Already some five years ago, my composer-bassoonist colleague Harri Ahmas mentioned to me in a backstage discussion that it would be extremely interesting to compose a chamber piece for a harp and lower strings because of the unique sound combination of these instruments. I remembered this conversation as I just started the preliminary planning of the program for my postgraduate concert series. Knowing from experience Harri's profound knowledge of orchestral instruments and their sound world, I then asked if he would like to participate in the sound spectrum of the ensembles of my concert series with the very ensemble of cello, double bass and harp.
"The trio of cello, double bass and harp provide a composer quite a bit of possibilities. The combination has qualities such as clear, dark, deep harmony, depth, lightness and weight. In this composition I have tried to use the consonant and especially the compatible characteristic qualities of the instruments. The work has three parts: the first movement concentrates mainly on the melodic qualities of the cello and the double bass. The second movement concentrates on pizzicati and harmonics. The third movement can be seen as a synthesis of the previous ones. In the end we can hear the very beginning of the work from a new angle. The harp I used in a rather traditional way apart from the string glissandi of the first movement. The work was commissioned by Petri Lehto."
Modest Mussorgsky's Pictures at an Exhibition piano original has inspired countless amount of orchestrations and arrangements of the piece. The composer's melodies are already very inspiring, but in the end it is Mussorgsky's way of handling the power of harmony and the ring of the big chords that make a listener yearn for a more versatile apparatus to express the colors and the emotions of the magnificent piece. The very first known full orchestration was completed in 1922 by the Slovenian-born conductor and violinist Leo Funtek; and the most famous version of all by Maurice Ravel came later same year. The use of the full symphony orchestra naturally gave a wide range of tools for creating a rich sound. However, the general overtone resonance of a full orchestra is a result of a combination of many different instrumental timbres with their corresponding overtone structures. That has left idealistic string players with a dream of executing Mussorgsky's visions with a full string ensemble - instruments of the same family and with the same sound producing system. The dream was realized by Ilkka Pälli.

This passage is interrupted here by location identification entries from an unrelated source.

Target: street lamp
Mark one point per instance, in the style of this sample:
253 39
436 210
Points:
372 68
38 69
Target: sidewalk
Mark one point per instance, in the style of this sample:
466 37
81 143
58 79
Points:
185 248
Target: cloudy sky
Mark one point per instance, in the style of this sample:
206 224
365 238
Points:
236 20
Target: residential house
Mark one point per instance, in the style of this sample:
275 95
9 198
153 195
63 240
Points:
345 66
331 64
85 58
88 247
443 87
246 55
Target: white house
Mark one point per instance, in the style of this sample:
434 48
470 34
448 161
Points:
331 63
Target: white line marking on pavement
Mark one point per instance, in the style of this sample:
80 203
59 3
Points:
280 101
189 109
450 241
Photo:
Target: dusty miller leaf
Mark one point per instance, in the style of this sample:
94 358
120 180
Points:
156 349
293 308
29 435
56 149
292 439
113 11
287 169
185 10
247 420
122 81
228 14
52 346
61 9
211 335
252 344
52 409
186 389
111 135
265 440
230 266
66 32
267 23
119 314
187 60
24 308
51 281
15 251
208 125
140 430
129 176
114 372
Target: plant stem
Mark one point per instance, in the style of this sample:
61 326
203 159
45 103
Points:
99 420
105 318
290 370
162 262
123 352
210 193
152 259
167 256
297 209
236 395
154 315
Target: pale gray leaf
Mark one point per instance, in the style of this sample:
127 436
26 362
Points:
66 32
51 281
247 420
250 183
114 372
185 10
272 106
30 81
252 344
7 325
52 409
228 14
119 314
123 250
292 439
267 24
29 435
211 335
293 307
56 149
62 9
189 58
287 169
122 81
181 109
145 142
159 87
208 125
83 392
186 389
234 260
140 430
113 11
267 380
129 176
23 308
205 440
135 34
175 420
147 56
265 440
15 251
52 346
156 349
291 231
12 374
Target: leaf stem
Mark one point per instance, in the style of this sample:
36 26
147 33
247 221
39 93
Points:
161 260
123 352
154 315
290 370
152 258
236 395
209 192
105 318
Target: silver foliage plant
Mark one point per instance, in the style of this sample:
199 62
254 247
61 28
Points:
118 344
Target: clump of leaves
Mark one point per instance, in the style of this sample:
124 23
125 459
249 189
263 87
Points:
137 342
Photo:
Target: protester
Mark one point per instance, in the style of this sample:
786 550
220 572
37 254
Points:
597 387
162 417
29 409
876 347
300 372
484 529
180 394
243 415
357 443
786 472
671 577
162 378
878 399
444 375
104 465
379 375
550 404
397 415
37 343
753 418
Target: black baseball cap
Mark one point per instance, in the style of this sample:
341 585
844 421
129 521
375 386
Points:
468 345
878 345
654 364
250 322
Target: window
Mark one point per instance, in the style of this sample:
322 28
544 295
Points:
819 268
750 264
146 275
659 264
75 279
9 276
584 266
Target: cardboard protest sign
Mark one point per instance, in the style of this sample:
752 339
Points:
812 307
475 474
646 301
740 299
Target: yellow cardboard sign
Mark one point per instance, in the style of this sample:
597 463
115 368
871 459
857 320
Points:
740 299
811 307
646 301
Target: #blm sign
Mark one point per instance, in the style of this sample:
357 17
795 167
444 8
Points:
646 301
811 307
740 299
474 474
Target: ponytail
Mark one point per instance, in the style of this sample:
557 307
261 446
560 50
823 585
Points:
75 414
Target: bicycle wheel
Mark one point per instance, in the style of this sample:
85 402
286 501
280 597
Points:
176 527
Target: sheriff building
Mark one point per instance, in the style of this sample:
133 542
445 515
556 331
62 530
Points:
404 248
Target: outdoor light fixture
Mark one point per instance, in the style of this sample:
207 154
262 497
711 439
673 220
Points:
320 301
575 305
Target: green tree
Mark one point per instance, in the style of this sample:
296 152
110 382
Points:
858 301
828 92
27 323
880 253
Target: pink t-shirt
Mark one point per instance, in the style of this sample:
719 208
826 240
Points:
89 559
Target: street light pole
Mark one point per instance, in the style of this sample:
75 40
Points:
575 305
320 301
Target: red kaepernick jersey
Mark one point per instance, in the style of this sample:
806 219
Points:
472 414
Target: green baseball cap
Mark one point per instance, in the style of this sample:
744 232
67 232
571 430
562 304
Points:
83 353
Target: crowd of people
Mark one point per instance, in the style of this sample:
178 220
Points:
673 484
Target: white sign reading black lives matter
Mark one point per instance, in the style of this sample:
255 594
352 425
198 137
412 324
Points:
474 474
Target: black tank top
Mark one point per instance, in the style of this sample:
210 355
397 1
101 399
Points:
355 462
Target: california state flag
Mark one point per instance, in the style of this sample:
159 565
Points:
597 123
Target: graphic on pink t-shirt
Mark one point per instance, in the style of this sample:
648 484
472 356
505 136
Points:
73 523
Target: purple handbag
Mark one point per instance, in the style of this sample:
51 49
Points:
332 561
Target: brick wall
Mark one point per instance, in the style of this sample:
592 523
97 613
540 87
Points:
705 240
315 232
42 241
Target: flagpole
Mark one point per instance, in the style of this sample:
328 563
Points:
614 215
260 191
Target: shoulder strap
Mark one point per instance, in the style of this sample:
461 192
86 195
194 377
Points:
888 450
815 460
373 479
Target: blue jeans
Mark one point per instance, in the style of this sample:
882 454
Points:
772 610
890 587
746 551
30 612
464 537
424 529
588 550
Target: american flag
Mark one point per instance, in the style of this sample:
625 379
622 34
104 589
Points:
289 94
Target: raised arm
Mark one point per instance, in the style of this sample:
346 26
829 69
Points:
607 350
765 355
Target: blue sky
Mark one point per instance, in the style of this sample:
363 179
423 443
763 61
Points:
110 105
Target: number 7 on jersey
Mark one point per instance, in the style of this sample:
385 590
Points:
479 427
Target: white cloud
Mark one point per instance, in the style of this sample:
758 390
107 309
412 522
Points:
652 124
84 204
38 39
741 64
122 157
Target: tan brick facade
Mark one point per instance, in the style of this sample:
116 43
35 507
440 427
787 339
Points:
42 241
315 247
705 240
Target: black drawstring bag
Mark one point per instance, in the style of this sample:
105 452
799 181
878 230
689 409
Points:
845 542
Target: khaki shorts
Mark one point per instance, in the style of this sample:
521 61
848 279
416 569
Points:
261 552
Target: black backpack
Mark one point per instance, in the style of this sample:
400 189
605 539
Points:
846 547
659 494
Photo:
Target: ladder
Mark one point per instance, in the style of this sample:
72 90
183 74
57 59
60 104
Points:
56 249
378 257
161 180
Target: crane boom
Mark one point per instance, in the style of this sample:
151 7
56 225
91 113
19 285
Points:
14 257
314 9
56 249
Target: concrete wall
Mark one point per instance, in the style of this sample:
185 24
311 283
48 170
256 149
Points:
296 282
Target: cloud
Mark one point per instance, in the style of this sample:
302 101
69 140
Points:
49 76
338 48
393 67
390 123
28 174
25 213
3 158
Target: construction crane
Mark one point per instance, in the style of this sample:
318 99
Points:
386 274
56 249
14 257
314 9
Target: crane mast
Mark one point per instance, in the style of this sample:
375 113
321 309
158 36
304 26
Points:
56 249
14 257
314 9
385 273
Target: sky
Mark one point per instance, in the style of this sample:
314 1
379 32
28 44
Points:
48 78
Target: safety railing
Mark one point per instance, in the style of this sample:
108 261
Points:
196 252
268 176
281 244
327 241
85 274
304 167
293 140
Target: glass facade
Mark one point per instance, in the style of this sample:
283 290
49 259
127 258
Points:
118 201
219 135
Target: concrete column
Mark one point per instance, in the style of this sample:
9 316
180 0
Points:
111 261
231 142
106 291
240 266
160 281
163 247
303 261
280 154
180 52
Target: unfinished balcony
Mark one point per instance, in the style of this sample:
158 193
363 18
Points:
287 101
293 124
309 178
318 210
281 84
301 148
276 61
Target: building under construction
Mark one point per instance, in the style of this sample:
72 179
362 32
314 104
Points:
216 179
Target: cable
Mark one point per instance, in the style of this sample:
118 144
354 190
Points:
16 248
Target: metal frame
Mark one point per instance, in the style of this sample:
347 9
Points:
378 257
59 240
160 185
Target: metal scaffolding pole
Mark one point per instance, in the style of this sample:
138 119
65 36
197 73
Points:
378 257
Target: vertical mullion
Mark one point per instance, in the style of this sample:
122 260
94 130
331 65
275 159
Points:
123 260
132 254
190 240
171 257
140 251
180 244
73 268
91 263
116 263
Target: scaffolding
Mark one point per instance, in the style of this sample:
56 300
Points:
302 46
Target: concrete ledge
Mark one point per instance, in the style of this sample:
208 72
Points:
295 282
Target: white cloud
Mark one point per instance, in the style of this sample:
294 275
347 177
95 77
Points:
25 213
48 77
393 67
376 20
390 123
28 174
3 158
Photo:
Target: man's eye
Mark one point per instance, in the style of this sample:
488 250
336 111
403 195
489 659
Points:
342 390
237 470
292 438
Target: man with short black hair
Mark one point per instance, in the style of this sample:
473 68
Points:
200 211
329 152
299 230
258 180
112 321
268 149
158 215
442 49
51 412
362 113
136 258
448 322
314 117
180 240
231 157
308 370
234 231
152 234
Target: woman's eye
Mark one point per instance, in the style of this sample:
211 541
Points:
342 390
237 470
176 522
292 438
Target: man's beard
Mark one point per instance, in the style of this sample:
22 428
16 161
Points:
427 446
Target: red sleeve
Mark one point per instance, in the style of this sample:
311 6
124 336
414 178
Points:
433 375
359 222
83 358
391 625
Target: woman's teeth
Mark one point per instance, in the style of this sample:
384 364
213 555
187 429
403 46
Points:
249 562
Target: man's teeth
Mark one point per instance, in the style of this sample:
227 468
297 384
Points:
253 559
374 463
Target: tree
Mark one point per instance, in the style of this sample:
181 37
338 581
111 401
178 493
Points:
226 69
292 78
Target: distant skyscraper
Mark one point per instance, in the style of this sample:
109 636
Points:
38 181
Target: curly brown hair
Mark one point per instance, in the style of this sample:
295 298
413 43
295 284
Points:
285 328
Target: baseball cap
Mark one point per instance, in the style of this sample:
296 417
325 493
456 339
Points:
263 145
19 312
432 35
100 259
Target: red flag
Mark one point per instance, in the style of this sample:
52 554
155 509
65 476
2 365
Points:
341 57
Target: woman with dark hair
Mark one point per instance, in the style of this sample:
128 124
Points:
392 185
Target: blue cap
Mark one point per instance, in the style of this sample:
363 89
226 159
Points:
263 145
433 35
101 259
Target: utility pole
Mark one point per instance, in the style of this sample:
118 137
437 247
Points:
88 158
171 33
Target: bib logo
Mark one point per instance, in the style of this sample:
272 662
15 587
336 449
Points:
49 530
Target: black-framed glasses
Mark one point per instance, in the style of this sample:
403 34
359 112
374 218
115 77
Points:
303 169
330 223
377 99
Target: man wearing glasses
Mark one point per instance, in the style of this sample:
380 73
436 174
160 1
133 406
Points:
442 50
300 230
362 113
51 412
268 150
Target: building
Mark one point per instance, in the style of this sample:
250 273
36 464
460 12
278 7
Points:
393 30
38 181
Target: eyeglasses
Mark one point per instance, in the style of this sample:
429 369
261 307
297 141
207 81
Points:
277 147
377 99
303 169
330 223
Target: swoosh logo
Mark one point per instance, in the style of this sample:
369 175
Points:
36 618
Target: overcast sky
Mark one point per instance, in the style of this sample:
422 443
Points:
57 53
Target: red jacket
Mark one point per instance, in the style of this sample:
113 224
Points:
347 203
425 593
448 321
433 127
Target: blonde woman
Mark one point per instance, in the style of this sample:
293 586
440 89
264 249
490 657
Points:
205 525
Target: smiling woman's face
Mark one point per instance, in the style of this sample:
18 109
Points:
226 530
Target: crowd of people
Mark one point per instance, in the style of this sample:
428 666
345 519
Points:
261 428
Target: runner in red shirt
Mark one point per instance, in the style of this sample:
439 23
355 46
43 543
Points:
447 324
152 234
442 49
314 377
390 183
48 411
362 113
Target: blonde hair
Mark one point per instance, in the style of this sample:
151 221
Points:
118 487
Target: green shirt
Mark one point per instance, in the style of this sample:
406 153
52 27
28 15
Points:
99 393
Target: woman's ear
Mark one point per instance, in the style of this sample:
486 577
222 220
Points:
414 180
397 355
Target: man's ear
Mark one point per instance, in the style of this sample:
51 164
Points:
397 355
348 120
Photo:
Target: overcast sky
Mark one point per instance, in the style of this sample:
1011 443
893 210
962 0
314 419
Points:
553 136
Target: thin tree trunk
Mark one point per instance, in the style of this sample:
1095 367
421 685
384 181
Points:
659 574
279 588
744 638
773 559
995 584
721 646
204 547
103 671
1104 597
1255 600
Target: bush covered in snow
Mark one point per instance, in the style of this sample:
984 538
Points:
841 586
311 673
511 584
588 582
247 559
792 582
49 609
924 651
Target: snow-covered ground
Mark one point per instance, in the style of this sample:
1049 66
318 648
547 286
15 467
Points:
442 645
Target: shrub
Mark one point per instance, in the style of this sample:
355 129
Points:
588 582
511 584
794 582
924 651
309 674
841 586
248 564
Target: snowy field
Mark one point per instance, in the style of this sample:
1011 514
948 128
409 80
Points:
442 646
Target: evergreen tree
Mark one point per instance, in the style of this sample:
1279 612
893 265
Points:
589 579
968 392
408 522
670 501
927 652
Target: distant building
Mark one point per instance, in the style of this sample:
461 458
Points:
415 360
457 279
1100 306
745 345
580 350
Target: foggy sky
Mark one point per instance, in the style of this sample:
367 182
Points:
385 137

In this profound study of low string ensemble sound, Pälli has exhaustively exploited the fantastic instrumental resources of the (irritatingly!) perfect string instrument - the violoncello. The six cellos form an incredibly resourceful core for the whole ensemble which can already alone implement nearly every detail of Mussorgsky's musical ideas. By virtue of his profession, as solo cellist of the Lahti Symphony Orchestra, Ilkka Pälli also thoroughly understands the sound interdependence between cellos and basses in the orchestra. Apart from the double basses here being needed for doubling some melody lines, their main function is to provide the lowest octave support for the timbre of the cello section and open up the overtone resonance of the consonant chords to its full extent. The colorful senza vibrato and sul ponticello passages demonstrate Pälli's imagination and unerring sense of style, not to mention the brilliant execution of the church bells of Kiev at the end.